Similarly, these can be used to download images from the repository with `docker pull`:

```shell
docker pull $GCP_ARTIFACT_REGISTRY_PROJECT_URI/REPOSITORY/myapp:latest
```

Finally, provided that the configured service account has the `Artifact Registry Writer` role, one can also push images to GAR:

```shell
docker build -t $GCP_ARTIFACT_REGISTRY_REPOSITORY_URI/myapp:latest .
docker push $GCP_ARTIFACT_REGISTRY_REPOSITORY_URI/myapp:latest
```

For forward compatibility reasons, the repository name (`REPOSITORY` in the command above) must be appended to `GCP_ARTIFACT_REGISTRY_PROJECT_URI` by the user. In the first iteration we will only support a single GAR repository, and therefore we could technically provide an e.g. `GCP_ARTIFACT_REGISTRY_REPOSITORY_URI` variable with the repository name already included. However, once we add support for multiple repositories, there is no way we can tell what repository a user will want to target for a specific instruction. So it must be the user to tell that.

#### UI/UX

This integration will include a dedicated page named "Google Artifact Registry," listed under the "Operate" section of the sidebar. This page will enable users to view the list of all container images in the configured GAR repository. See the [UI/UX](ui_ux.md) page for additional details.

#### GraphQL APIs

*TODO: Describe any GraphQL APIs or changes to existing APIs that will be needed for this integration.*

## Alternative Solutions

### Use Docker/OCI API

One alternative solution considered was to use the Docker/OCI API provided by GAR, as it is a common standard for container registries. This approach would have allowed GitLab to reuse [existing logic](https://gitlab.com/gitlab-org/gitlab/-/blob/20df77103147c0c8ff1c22a888516eba4bab3c46/lib/container_registry/client.rb) for connecting to container registries, which could potentially speed up development. However, there were several drawbacks to this approach:

- **Authentication Complexity**: The API requires authentication tokens, which need to be requested at the [login endpoint](https://docs.docker.com/registry/spec/auth/token). These tokens have limited validity, adding complexity to the authentication process. Handling expiring tokens would have been necessary.

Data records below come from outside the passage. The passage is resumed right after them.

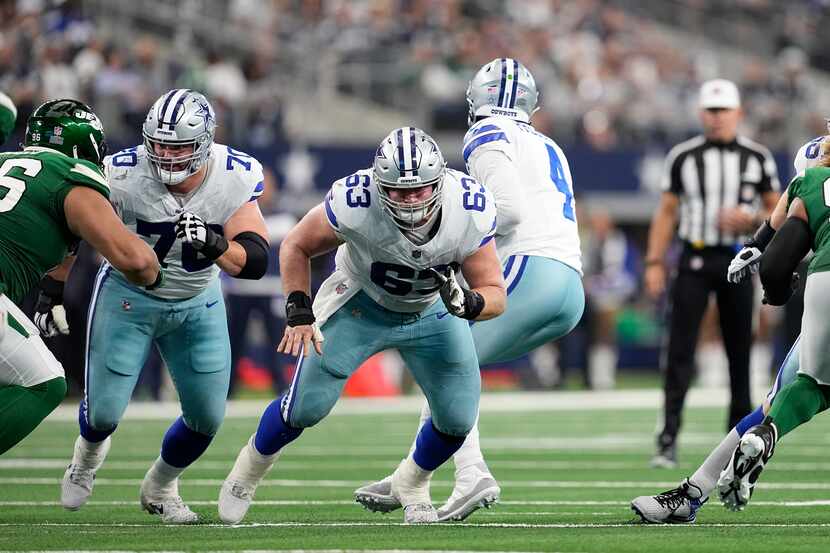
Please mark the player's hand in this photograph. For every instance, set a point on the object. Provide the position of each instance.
(192, 229)
(744, 264)
(50, 315)
(655, 280)
(458, 300)
(303, 335)
(736, 220)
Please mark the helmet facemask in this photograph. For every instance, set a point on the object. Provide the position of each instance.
(182, 121)
(408, 159)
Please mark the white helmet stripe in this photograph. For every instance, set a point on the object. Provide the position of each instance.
(171, 107)
(509, 71)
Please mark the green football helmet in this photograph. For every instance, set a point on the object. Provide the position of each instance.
(68, 126)
(8, 115)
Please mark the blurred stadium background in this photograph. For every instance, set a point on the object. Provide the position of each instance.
(309, 86)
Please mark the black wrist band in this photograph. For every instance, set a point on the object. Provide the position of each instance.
(298, 310)
(473, 304)
(215, 247)
(762, 238)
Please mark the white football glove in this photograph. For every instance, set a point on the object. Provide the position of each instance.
(192, 229)
(744, 264)
(52, 322)
(458, 300)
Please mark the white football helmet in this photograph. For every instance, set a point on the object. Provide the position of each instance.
(409, 158)
(180, 117)
(502, 87)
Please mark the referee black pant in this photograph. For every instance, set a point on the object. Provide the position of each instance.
(701, 272)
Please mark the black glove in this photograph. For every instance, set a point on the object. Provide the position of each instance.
(786, 294)
(191, 229)
(50, 316)
(458, 300)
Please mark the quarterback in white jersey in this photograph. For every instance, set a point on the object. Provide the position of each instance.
(680, 505)
(183, 194)
(402, 229)
(537, 242)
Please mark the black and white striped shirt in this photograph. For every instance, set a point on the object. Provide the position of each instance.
(709, 176)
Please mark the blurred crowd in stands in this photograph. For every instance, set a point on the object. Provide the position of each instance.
(609, 77)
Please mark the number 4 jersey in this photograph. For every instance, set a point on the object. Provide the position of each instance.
(378, 259)
(543, 194)
(149, 209)
(34, 235)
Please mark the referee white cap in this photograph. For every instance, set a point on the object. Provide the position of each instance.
(719, 93)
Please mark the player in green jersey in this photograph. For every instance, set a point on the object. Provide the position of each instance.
(52, 193)
(8, 115)
(807, 226)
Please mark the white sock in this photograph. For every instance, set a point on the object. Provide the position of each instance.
(164, 477)
(251, 465)
(706, 476)
(90, 455)
(411, 483)
(469, 453)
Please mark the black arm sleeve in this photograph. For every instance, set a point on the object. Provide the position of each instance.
(788, 247)
(256, 251)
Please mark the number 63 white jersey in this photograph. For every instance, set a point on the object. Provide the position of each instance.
(378, 259)
(547, 227)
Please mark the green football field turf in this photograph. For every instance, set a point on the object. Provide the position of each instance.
(567, 478)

- **Limited Focus**: The API is solely focused on container registry objects, which does not align with the goal of creating a flexible integration framework for adopting additional GAR artifacts (e.g. package registry formats) down the road.

- **Discoverability Limitations**: The API has severe limitations when it comes to discoverability, lacking features like filtering or sorting.

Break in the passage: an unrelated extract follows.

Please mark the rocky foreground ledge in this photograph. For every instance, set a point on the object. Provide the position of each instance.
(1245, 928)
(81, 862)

- **Multiple Requests**: To retrieve all the required information about each image, multiple requests to different endpoints (listing tags, obtaining image manifests, and image configuration blobs) would have been necessary, leading to a `1+N` performance issue.

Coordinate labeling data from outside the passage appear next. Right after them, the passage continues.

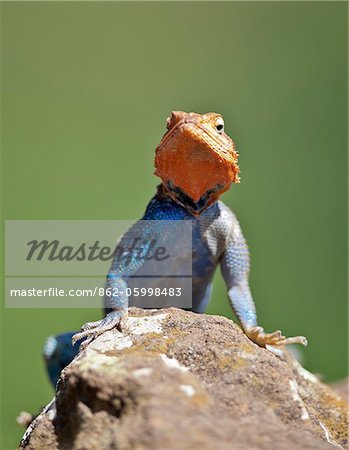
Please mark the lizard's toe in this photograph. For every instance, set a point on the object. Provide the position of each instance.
(91, 330)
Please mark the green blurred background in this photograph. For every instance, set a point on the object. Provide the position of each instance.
(86, 89)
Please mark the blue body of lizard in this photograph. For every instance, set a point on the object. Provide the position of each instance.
(216, 239)
(196, 161)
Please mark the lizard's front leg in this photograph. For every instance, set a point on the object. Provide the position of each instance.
(235, 267)
(116, 300)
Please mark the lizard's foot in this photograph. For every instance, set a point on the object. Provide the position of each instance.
(91, 330)
(260, 337)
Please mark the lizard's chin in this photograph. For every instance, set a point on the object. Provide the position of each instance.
(183, 199)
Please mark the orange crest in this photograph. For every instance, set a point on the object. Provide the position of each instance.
(196, 160)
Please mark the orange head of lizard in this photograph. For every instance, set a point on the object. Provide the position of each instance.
(196, 160)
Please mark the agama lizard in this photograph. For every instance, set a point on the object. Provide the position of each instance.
(196, 162)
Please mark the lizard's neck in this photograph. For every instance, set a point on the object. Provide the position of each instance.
(178, 196)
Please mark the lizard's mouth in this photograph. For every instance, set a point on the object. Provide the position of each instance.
(195, 166)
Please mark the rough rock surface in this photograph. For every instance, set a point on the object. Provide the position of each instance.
(179, 380)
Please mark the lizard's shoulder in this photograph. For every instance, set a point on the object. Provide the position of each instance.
(219, 226)
(161, 208)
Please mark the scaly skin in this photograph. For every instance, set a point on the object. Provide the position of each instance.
(196, 162)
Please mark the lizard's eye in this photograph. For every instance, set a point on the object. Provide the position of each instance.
(219, 125)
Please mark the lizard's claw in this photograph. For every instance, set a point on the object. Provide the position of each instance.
(91, 330)
(260, 337)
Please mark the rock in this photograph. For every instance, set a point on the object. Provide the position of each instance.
(180, 380)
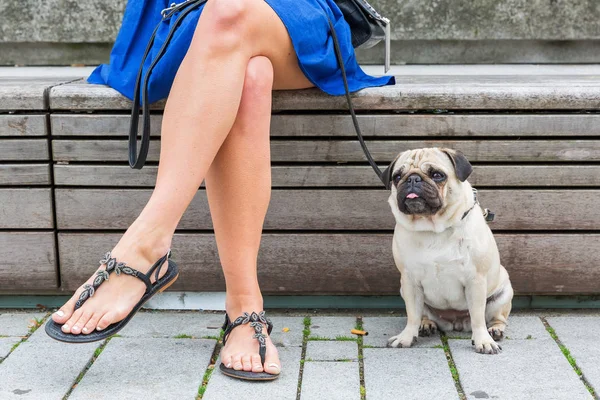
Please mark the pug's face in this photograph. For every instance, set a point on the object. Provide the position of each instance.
(426, 181)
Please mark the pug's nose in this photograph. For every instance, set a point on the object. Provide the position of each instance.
(413, 179)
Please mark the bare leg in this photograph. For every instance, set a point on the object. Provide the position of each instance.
(239, 188)
(200, 112)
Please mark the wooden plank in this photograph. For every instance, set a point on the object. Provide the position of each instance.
(484, 125)
(340, 176)
(24, 174)
(24, 149)
(23, 125)
(333, 209)
(25, 209)
(351, 264)
(417, 92)
(350, 150)
(28, 261)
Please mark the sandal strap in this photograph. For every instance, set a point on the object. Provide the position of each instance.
(112, 265)
(256, 321)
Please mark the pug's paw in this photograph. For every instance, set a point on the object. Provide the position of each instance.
(404, 339)
(486, 345)
(427, 328)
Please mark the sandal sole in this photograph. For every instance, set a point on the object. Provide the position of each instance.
(247, 375)
(55, 332)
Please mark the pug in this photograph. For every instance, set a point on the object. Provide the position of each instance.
(451, 276)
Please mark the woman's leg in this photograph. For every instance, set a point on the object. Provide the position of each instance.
(239, 188)
(199, 114)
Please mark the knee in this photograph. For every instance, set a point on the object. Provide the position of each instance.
(258, 81)
(228, 20)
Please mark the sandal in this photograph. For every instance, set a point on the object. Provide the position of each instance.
(54, 330)
(256, 321)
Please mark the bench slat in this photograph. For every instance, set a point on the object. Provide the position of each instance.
(350, 151)
(490, 125)
(22, 125)
(24, 149)
(25, 174)
(333, 209)
(339, 176)
(28, 261)
(350, 263)
(25, 208)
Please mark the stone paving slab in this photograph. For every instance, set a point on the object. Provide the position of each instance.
(221, 387)
(147, 368)
(332, 327)
(382, 328)
(43, 368)
(519, 328)
(293, 337)
(6, 344)
(331, 381)
(525, 370)
(171, 324)
(580, 336)
(17, 324)
(413, 373)
(318, 350)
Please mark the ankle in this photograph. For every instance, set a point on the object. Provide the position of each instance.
(238, 304)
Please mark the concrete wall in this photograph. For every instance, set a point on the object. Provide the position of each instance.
(424, 31)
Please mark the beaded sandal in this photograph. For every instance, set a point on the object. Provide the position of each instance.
(256, 321)
(112, 265)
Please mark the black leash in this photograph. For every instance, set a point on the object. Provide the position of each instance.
(385, 175)
(137, 160)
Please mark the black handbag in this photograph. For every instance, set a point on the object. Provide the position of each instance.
(367, 26)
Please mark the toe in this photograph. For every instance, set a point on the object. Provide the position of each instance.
(256, 363)
(226, 361)
(90, 326)
(66, 328)
(237, 362)
(66, 311)
(81, 322)
(247, 362)
(272, 363)
(106, 320)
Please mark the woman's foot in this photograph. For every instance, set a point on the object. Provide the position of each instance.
(241, 350)
(140, 247)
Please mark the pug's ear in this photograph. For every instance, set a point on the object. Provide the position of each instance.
(462, 166)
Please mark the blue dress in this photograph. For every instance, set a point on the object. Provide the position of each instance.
(306, 22)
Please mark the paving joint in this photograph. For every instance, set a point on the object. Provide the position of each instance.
(35, 327)
(569, 358)
(85, 369)
(305, 339)
(361, 363)
(210, 368)
(452, 367)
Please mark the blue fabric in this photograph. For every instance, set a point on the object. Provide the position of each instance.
(305, 20)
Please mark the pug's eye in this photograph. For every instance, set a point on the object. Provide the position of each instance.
(438, 176)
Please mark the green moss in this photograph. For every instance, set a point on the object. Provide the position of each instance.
(183, 336)
(452, 367)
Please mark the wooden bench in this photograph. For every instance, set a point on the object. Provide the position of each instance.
(534, 141)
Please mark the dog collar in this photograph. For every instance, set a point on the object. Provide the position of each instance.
(487, 214)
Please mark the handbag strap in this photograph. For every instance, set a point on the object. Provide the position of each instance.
(138, 159)
(385, 175)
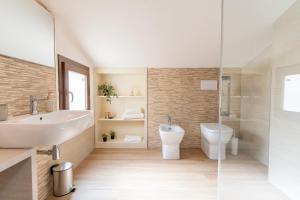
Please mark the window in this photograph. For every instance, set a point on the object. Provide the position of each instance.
(291, 97)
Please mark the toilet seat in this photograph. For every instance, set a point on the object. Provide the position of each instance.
(210, 139)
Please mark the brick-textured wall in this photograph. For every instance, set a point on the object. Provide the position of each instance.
(176, 92)
(20, 79)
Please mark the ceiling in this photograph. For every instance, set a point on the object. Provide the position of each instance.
(143, 33)
(167, 33)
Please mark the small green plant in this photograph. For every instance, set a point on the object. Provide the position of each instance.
(108, 91)
(112, 134)
(104, 137)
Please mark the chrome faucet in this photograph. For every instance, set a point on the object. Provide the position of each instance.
(169, 120)
(34, 104)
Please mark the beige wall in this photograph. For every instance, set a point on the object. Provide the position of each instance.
(285, 127)
(176, 92)
(255, 107)
(233, 120)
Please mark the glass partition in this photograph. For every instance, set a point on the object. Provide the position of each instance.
(260, 100)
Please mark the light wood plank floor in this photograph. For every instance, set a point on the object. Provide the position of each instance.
(124, 174)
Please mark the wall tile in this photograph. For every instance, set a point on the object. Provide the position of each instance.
(176, 92)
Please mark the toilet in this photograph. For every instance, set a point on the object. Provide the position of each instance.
(210, 139)
(171, 137)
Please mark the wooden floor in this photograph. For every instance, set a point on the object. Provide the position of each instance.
(143, 175)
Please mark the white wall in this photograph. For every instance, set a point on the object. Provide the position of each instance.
(284, 167)
(27, 31)
(248, 27)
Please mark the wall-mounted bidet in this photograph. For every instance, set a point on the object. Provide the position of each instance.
(210, 133)
(171, 136)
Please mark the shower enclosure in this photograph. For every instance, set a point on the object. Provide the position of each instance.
(260, 100)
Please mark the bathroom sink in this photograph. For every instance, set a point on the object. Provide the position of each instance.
(44, 129)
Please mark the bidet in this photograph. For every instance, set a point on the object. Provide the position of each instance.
(171, 136)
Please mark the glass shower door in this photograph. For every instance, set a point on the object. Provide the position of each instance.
(260, 100)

GitLab had previously faced significant challenges with the last two limitations, prompting the development of a custom [GitLab Container Registry API](https://gitlab.com/gitlab-org/container-registry/-/blob/master/docs-gitlab/api.md) to address them. Additionally, GitLab decided to [deprecate support](../../../update/deprecations.md#use-of-third-party-container-registries-is-deprecated) for connecting to third-party container registries using the Docker/OCI API due to these same limitations and the increased cost of maintaining two solutions in parallel. As a result, there is an ongoing effort to replace the use of the Docker/OCI API endpoints with custom API endpoints for all container registry functionalities in GitLab.

Considering these factors, the decision was made to build the GAR integration from scratch using the proprietary GAR API. This approach provides more flexibility and control over the integration and can serve as a foundation for future expansions, such as support for other GAR artifact formats.